The employee brought an ADA claim alleging her employer failed to accommodate her by refusing to grant her request for additional leave. The employer filed a motion for summary judgment on the grounds that the employee had requested "indefinite" leave, which was not a reasonable accommodation. As it turned out, the employee was not able to return to work in February 2010, the date contained in the last doctor's note. To the contrary, as of the court's decision in October of 2014 on the employer's motion for summary judgment, the employee had been continuously unable to work since her termination, almost five years earlier. In addition, just prior to her termination, the employee's claim for long-term disability benefits was approved, and a doctor who examined the employee in connection with her claim for social security disability benefits concluded that the employee would be unable to work for at least a year.

So the employer won the case, right? No! The court denied the employer's motion for summary judgment, concluding that the employer could not rely on the "after-the-fact" evidence that the employee was never able to return to work to support its claim that the third leave request was unreasonable. In addition, while the court said it agreed with the employer that "indefinite" leave is never a reasonable accommodation, the court held that the leave the employee requested was not "indefinite" because the doctor had provided a specific date for the employee's return to work. The court reached that conclusion even in the face of the fact that the doctor's prior return to work dates had been wrong and, obviously, the third supposed return to work date also turned out to be very wrong. The court also held that the employer had to either show it would have been an undue hardship to provide further leave to the employee or that the return to work date given by the doctor was speculative, neither of which the employer had done before terminating the employee.

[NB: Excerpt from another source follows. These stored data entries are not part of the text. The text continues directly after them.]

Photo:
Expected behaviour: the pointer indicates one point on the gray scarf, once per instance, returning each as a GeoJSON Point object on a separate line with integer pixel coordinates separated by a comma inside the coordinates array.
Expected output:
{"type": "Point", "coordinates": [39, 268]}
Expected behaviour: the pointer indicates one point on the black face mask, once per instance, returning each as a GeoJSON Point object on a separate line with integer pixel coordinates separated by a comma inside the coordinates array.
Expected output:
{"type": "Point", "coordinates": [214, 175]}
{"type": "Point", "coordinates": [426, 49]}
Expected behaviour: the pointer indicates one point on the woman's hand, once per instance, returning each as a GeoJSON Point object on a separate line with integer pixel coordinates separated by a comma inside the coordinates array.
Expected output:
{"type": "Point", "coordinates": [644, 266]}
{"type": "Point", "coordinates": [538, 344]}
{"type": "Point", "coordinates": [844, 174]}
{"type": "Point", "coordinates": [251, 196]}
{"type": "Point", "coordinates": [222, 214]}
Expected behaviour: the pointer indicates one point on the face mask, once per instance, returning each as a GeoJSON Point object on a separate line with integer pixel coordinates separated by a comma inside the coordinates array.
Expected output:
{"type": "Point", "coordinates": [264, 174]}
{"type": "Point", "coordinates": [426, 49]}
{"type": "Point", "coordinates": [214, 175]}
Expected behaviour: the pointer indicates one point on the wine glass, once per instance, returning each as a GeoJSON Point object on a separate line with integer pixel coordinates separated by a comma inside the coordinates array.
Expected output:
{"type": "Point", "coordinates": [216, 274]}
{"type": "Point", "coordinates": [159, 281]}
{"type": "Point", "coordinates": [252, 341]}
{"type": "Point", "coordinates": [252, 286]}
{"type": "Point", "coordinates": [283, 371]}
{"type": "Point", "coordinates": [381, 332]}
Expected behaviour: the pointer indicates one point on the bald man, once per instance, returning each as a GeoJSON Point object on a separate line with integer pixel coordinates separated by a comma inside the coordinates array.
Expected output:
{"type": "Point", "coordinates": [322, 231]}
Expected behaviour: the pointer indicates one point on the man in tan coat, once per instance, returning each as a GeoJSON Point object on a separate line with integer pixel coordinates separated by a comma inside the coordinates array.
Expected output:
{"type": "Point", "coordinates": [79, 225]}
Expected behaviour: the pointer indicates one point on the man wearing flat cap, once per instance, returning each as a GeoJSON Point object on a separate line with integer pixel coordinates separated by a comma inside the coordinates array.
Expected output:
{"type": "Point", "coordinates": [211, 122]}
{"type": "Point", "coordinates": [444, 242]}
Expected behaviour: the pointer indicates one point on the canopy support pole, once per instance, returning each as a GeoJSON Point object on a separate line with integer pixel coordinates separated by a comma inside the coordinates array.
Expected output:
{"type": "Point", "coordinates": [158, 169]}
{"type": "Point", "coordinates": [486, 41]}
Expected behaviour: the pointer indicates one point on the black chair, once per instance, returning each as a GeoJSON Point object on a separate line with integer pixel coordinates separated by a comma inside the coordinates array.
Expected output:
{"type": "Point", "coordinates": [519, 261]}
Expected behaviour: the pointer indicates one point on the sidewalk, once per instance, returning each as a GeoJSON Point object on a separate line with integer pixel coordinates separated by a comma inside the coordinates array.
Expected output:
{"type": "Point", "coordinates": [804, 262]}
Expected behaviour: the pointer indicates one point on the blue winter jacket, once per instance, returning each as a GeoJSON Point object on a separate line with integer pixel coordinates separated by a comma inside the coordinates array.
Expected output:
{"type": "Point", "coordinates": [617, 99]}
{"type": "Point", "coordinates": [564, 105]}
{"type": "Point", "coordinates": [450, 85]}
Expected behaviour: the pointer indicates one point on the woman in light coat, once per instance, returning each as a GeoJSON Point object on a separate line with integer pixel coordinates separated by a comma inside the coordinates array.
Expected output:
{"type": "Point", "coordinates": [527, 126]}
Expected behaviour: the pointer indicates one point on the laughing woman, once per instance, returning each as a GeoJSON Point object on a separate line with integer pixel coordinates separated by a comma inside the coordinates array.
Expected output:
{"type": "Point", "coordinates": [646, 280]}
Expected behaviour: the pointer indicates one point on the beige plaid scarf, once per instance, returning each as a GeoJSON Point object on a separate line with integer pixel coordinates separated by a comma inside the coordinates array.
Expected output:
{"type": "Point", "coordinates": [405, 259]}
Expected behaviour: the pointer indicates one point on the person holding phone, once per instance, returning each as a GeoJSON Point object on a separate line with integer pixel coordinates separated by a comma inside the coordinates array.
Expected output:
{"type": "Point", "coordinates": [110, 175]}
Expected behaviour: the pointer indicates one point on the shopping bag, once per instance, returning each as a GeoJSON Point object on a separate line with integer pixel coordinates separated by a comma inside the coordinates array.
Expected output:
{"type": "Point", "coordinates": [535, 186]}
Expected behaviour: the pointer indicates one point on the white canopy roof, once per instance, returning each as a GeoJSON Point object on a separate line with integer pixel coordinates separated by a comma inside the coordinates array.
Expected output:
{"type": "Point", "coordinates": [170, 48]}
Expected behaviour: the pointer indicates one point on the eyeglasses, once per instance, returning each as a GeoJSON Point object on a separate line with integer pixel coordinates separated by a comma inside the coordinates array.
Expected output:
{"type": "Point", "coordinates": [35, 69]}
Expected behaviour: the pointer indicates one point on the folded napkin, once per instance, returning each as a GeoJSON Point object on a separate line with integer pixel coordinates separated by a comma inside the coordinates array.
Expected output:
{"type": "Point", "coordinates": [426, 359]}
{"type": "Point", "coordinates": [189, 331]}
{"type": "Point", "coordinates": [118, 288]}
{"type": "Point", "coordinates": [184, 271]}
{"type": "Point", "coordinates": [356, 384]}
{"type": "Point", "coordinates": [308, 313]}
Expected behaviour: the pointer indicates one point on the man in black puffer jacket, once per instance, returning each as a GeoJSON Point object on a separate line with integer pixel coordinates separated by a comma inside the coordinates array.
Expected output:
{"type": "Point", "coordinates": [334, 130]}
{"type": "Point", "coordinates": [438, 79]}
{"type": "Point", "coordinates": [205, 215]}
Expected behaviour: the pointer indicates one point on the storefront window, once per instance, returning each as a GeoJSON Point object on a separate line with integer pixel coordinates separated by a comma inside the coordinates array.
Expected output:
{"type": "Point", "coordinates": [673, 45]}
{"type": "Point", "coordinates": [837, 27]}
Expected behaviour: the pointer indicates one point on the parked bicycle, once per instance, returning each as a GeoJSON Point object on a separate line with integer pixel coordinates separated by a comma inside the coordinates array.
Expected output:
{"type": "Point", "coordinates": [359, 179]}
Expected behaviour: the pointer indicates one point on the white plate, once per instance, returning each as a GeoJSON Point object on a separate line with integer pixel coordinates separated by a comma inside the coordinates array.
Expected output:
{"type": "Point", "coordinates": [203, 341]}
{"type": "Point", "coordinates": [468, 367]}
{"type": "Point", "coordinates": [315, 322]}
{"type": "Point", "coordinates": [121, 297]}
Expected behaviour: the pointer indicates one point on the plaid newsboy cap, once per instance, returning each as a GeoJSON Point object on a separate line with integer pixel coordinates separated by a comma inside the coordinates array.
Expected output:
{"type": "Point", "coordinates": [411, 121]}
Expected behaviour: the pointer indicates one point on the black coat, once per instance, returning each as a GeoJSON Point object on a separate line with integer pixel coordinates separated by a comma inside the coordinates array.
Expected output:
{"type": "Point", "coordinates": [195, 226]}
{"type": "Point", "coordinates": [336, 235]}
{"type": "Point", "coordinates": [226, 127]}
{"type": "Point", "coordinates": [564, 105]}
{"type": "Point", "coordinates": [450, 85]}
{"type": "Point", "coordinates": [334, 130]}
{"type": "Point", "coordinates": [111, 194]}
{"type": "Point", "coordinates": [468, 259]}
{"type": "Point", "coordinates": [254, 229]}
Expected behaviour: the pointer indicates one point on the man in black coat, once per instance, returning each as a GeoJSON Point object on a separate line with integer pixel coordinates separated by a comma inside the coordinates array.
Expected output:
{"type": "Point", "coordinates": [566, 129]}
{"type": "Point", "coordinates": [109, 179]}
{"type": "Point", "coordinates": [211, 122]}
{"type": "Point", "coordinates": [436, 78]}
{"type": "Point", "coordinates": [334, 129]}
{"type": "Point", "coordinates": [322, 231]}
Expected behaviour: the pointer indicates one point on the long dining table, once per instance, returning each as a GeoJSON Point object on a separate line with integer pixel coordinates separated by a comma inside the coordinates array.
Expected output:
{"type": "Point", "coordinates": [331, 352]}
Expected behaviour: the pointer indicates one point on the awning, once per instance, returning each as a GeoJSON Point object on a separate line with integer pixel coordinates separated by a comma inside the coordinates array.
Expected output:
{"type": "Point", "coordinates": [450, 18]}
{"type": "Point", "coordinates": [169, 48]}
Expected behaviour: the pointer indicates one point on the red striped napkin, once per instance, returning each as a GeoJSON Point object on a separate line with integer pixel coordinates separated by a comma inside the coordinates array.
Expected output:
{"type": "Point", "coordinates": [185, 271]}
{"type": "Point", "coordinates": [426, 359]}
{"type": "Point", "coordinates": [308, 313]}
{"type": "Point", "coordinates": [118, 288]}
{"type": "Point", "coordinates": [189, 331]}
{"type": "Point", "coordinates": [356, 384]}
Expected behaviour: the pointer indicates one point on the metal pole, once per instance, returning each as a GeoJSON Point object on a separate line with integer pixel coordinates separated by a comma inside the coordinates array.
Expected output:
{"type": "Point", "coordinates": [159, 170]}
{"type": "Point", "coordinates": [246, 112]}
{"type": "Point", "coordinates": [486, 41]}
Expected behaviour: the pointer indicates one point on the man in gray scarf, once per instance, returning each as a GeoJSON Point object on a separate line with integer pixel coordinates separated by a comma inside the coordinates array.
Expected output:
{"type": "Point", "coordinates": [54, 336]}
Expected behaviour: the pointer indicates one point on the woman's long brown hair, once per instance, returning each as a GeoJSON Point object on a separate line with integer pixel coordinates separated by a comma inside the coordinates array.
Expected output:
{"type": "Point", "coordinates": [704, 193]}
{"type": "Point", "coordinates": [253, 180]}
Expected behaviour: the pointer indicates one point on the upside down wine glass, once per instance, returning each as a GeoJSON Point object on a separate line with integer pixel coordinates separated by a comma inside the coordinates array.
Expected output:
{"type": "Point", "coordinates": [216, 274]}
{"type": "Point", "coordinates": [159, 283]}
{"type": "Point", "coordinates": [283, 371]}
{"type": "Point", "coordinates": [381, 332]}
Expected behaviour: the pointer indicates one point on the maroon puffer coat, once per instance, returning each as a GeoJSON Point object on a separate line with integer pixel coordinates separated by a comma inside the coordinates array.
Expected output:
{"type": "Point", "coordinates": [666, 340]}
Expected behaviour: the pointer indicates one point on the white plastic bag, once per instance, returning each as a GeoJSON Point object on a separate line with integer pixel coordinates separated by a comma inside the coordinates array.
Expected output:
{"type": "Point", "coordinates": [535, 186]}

There are several lessons to be learned from this case. First, the word "indefinite" has a different meaning under the ADA than common usage — though it is unclear what that meaning is. Second, an employer cannot simply rely on a preset policy on the maximum length of leave when deciding whether it will grant a request for extension of a medical leave. Instead, the employer must individually assess the circumstances of each request for additional leave and be prepared to prove it would be an undue hardship to extend the leave before denying the additional leave. Third, an employer faced with repeated requests for extensions of medical leave may want to at least attempt to get the employee's doctor to agree that the return to work date is speculative based on the employee's history of not being able to return to work, including on the return-to-work dates previously identified. Fourth, if the employer is in the Ninth Circuit (which covers Alaska, California, Washington, and some other Western states), where this case was decided, it might consider moving to a state in a friendlier circuit... such as the Seventh Circuit!